Search code examples
pythonselenium-webdrivertwitter

Getting Tweet Author's Handle using Selenium


The Premise

I am working on a project and for a specific keyword, I want to get a list of 10 most recent tweets of the particular keyword.

I have tried using Tweepy (but it isn't working as I don't have elevated access to Twitter API). Other scrapers like SNScrape and Twint are also not working and giving timeouts.

The Problem

I have resolved to using Selenium to extract the required data. However, I am only able to extract the data of the "Tweet Text" and the "Time Stamp". I want the Twitter Handel of the person but it isn't working.

The Code

Here is the complete code:

import selenium
from selenium import webdriver
from selenium.webdriver.common.by import By
from selenium.webdriver.common.keys import Keys
from selenium.webdriver.firefox.firefox_binary import FirefoxBinary
from time import sleep
import pandas as pd

binary = FirefoxBinary('C:/Program Files/Mozilla Firefox/firefox.exe')
driver = webdriver.Firefox(executable_path='C:/Users/amrit/Downloads/geckodriver.exe', firefox_binary=binary)
driver.get("https://twitter.com/login")

sleep(3)
username = driver.find_element(By.XPATH,"//input[@name='text']")

username.send_keys("XYZ")
next_button = driver.find_element(By.XPATH,"//span[contains(text(),'Next')]")
next_button.click()


sleep(3)
password = driver.find_element(By.XPATH,"//input[@name='password']")


password.send_keys('XYZ')
log_in = driver.find_element(By.XPATH,"//span[contains(text(),'Log in')]")
log_in.click()


sleep(3)
search_box = driver.find_element(By.XPATH,"//input[@data-testid='SearchBox_Search_Input']")
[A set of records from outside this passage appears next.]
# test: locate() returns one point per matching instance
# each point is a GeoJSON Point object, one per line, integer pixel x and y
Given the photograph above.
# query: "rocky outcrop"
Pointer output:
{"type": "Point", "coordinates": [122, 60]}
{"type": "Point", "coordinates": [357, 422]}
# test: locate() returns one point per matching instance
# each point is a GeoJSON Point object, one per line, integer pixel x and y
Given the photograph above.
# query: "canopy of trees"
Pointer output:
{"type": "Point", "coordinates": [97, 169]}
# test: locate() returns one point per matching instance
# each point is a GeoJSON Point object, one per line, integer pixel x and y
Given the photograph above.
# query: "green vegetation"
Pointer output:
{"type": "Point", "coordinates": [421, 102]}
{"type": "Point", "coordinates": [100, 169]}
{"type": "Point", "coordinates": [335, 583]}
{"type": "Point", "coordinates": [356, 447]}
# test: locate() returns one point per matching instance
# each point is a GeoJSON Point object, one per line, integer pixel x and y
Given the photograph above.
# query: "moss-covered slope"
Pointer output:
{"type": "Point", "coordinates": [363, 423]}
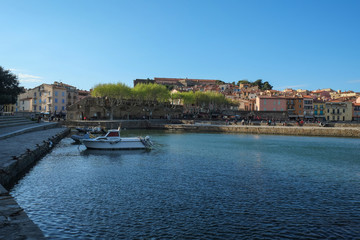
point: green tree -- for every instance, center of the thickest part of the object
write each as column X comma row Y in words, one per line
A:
column 113, row 95
column 258, row 83
column 9, row 87
column 243, row 82
column 267, row 86
column 151, row 96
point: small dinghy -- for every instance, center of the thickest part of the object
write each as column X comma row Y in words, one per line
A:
column 112, row 140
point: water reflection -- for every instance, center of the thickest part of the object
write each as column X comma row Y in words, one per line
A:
column 196, row 185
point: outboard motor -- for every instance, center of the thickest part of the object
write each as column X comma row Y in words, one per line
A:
column 148, row 141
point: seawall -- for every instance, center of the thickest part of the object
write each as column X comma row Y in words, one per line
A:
column 273, row 130
column 21, row 149
column 19, row 162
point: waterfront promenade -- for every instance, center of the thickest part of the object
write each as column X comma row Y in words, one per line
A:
column 21, row 147
column 353, row 132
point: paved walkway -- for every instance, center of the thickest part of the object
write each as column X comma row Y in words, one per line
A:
column 15, row 141
column 16, row 130
column 19, row 144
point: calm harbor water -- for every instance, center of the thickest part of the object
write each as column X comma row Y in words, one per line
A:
column 199, row 186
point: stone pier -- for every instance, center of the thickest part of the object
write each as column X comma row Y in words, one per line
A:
column 22, row 145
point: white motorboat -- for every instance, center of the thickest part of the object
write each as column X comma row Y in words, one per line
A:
column 112, row 140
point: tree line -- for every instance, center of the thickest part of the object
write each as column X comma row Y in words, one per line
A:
column 9, row 87
column 151, row 95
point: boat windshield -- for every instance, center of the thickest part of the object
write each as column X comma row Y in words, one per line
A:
column 113, row 134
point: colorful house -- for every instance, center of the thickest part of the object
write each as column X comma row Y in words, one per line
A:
column 308, row 107
column 295, row 107
column 356, row 112
column 269, row 103
column 338, row 111
column 319, row 109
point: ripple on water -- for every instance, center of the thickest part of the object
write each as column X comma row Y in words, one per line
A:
column 198, row 186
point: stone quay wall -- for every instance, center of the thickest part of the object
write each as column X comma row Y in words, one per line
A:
column 12, row 171
column 273, row 130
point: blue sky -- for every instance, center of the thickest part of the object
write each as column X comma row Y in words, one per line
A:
column 291, row 43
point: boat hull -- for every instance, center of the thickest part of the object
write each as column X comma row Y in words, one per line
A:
column 124, row 143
search_box.send_keys("bjp")
search_box.send_keys(Keys.ENTER)

sleep(3)
latest = driver.find_element(By.XPATH,"//a[@href='/search?q=bjp&src=typed_query&f=live']")
latest.click()


UserTags=[]
TimeStamps=[]
Tweets=[]
Replys=[]
reTweets=[]
Likes=[]


articles = driver.find_elements(By.XPATH,"//article[@data-testid='tweet']")
while len(Tweets) < 10:
    for article in articles:
        try:
            UserTag = article.find_element(By.XPATH,".//div[@data-testid='User-Names']").text
            UserTags.append(UserTag)
        except:
            UserTags.append('')
        
        try:
            TimeStamp = article.find_element(By.XPATH,".//time").get_attribute('datetime')
            TimeStamps.append(TimeStamp)
        except:
            TimeStamps.append('')
        
        try:
            Tweet = article.find_element(By.XPATH,".//div[@data-testid='tweetText']").text
            Tweets.append(Tweet)
        except:
            Tweets.append('')
        
        try:
            Reply = article.find_element(By.XPATH,".//div[@data-testid='reply']").text
            Replys.append(Reply)
        except:
            Replys.append('')
        
        try:
            reTweet = article.find_element(By.XPATH,".//div[@data-testid='retweet']").text
            reTweets.append(reTweet)
        except:
            reTweets.append('')
        
        try:
            Like = article.find_element(By.XPATH,".//div[@data-testid='like']").text
            Likes.append(Like)
        except:
            Likes.append('')
    

    driver.execute_script('window.scrollTo(0,document.body.scrollHeight);')
    sleep(3)
    

    if len(Tweets) >= 10:
        break
    

    articles = driver.find_elements(By.XPATH,"//article[@data-testid='tweet']")
    Tweets = list(set(Tweets))


df = pd.DataFrame(zip(UserTags,TimeStamps,Tweets,Replys,reTweets,Likes)
                  ,columns=['UserTags','TimeStamps','Tweets','Replys','reTweets','Likes'])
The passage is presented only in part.